Пуля все же царапнула ему руку, он повалился в карьер вместе с убитыми. Добивали лишь тех, кто ворочался, палачи тоже намерзлись и торопились. Ушли. Знали, что если кто и не до конца, мороз доберет…
А заключенный Колосов пришел в себя, понял, что произошло, помедлил немного, увидел кровь, перевязал как мог руку и пополз по снегу к зоне, еще не зная, зачем он это делает. Ведь все равно…
Но и судьба не всегда бывает беспощадной, иногда к ней приходит желание поиграть, порезвиться. Колосов вспомнил лагерного фельдшера, они не то, чтобы дружили, но лекпом иногда помогал Володе, своему ровеснику и земляку. Так расстрелянный и дополз до зоны — как раз возле фельдшерского домика. Пролез под колючую проволоку, достиг крылечка и долго, из последних сил принялся стучать. Дверь открыл старик, он помогал фельдшеру убирать трупы. Увидел и обомлел. Разбудил медика, тот узнал Колосова. Вдвоем они затащили его в дом.
А дальше?
За несколько часов до расстрела в лекпункте умер человек, он еще лежал там. С него сняли бирку, которая была у каждого на ноге, привязали ее на ногу Колосову, а его бирку на ногу мертвецу. И с этого часа Колосов стал жить уже под другой фамилией. Кажется, это продолжалось не долго, он опять стал Колосовым — кто там помнил одну фамилию в круговороте смертей!
Много лет провел Владимир Васильевич на приисках, на лесозаготовках, на строительстве, на дорожных работах, приладился к такой жизни, если вообще лагерное существование можно называть этим величественным словом — жизнь, означающим радость существования в мире, полном чудес и красоты. Но люди не раз за историю человечества ухитрялись превращать существование в некую форму рабства, подчинения одних другим и преуспели во всем этом еще со времен фараонов. Но такой жизни, которую придумала сталинская камарилья, на земле еще не видывали. А кто видел и прошел через тридцатые-сороковые годы, тот до конца дней уже не забудет.

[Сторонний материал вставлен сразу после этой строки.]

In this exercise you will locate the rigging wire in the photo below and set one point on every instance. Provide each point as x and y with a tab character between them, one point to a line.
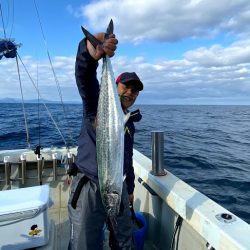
38	92
13	14
38	112
3	22
24	112
55	77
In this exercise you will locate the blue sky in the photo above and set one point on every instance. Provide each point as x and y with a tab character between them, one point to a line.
185	51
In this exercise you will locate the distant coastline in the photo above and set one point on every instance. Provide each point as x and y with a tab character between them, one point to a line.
8	100
16	100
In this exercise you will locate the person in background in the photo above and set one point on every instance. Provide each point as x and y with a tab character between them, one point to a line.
86	211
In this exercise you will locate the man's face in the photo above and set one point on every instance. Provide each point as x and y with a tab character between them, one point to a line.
128	94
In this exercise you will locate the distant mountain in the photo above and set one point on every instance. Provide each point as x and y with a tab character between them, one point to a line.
16	100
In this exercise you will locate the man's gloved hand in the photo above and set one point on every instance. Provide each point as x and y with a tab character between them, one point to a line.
108	47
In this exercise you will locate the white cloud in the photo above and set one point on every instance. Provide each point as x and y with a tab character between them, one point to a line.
216	55
137	20
213	73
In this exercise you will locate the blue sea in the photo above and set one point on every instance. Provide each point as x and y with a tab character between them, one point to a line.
206	146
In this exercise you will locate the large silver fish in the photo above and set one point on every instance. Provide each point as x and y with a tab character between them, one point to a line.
109	135
110	141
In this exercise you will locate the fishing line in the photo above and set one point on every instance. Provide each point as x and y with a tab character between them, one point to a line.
24	112
38	92
55	77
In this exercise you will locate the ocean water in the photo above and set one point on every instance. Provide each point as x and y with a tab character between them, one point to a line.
206	146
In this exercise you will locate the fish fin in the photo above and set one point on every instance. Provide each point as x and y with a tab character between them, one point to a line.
93	40
126	117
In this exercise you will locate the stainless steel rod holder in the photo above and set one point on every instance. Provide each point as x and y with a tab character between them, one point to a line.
7	169
158	153
7	173
23	168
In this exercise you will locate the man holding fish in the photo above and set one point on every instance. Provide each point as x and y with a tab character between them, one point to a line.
103	186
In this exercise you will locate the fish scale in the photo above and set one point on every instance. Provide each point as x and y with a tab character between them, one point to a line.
110	141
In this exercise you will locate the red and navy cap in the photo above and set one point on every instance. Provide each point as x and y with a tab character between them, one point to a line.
131	78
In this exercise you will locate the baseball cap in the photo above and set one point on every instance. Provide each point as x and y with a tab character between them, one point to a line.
131	78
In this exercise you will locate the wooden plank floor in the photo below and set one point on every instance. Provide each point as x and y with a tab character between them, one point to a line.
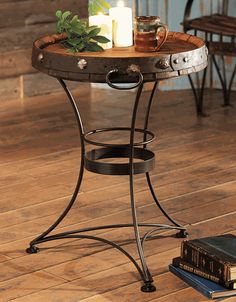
195	178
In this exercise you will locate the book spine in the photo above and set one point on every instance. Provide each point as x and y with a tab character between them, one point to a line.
200	259
198	272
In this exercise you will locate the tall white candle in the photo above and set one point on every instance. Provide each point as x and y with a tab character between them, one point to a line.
122	25
105	23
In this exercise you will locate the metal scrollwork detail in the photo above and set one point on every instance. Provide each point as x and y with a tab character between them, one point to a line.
82	64
163	63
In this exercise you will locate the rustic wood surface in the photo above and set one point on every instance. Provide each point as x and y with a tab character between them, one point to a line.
180	55
195	178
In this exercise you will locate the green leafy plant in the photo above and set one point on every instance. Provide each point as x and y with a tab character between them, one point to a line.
79	36
98	6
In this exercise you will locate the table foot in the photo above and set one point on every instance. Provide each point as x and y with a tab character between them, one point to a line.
148	287
182	234
32	249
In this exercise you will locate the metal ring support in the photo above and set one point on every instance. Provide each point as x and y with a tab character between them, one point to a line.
116	71
145	132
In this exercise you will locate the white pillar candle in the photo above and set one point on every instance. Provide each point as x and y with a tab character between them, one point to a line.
105	23
122	25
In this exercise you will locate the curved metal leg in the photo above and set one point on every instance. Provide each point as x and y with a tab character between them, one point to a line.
199	93
182	233
32	248
147	278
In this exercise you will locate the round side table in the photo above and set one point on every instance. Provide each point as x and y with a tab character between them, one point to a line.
182	54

Владимира Васильевича освободили после смерти «великого вождя». И вернули доброе имя. И восстановили в партии в 1957 году. И оценили его творческие способности, увы! — далеко не высказанные из-за скорой смерти, последовавшей 25 февраля 1966 года.

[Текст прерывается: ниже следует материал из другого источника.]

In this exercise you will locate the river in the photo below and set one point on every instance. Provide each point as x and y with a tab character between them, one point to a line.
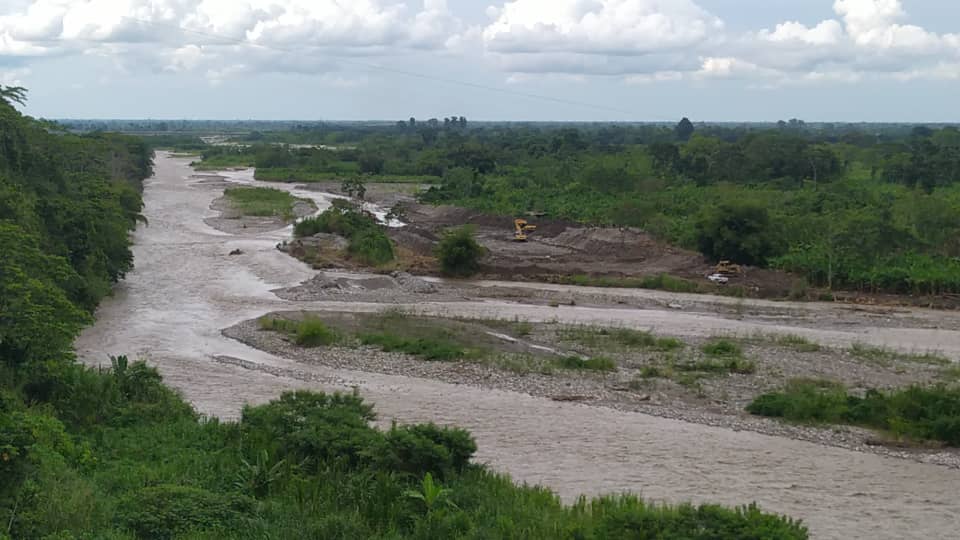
185	289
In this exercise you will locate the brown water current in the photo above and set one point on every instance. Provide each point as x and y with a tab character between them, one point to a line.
185	289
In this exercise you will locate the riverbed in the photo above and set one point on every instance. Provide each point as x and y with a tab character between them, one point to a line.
186	288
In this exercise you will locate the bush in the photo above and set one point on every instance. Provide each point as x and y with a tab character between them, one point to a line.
428	348
371	247
738	231
916	412
459	253
260	201
314	333
167	511
427	448
722	347
587	364
369	243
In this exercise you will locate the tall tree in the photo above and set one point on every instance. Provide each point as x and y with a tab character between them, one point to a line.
684	129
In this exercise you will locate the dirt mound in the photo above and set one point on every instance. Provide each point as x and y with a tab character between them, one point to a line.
610	242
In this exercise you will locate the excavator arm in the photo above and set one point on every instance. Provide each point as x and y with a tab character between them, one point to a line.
522	228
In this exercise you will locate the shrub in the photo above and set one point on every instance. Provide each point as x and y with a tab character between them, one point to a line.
312	429
459	253
368	242
740	231
314	333
260	201
371	247
167	511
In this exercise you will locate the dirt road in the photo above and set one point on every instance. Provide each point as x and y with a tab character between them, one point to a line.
186	288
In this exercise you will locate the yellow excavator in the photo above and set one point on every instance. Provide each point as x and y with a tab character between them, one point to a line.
522	228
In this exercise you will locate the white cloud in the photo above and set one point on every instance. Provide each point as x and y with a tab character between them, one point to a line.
654	40
597	36
224	37
14	77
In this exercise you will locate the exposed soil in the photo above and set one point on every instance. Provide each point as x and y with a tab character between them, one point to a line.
519	358
233	221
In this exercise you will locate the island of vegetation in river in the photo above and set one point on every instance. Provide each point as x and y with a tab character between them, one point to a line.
114	453
864	207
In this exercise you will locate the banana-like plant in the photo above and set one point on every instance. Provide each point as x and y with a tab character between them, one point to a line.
431	494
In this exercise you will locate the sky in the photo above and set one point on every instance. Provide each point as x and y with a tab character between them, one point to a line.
539	60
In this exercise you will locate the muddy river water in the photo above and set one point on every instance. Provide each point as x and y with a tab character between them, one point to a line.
185	289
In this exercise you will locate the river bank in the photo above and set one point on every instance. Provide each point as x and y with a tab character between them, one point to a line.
185	290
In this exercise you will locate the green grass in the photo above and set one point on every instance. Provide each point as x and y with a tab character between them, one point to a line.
722	348
731	364
314	333
885	356
224	161
428	348
311	176
652	372
916	413
796	343
601	338
587	364
263	202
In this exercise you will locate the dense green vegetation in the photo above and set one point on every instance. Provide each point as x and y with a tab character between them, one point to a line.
916	413
459	253
113	453
259	201
369	242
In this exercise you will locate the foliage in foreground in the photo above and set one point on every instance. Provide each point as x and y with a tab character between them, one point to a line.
260	201
917	413
303	465
115	454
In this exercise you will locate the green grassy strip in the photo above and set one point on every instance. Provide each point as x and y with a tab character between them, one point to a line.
259	201
917	412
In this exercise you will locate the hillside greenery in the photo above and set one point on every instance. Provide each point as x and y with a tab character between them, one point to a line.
916	413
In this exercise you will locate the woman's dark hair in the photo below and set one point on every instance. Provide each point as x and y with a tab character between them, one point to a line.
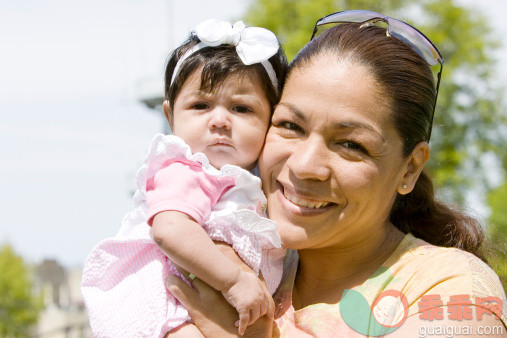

Похороны многострадального, нравственно чистого, душевного человека прошли торжественно и многолюдно. Взвод курсантов-летчиков при опускании гроба дал несколько залпов из автоматов. На могиле выросла гора цветов. Но безутешными остались не только жена Зоя Федоровна и дети. Вся Россия безвременно потеряла милого человека, хорошего писателя, так и не успевшего описать все с ним случившееся.
Но записи и архив остались. Как и разговоры с друзьями.
… Добавим, что тот, кто лежал в одной палате с Колосовым в Краснодарской спецбольнице и ездил в Кореновку на похороны, спустя много-много лет напишет эти печальные строки.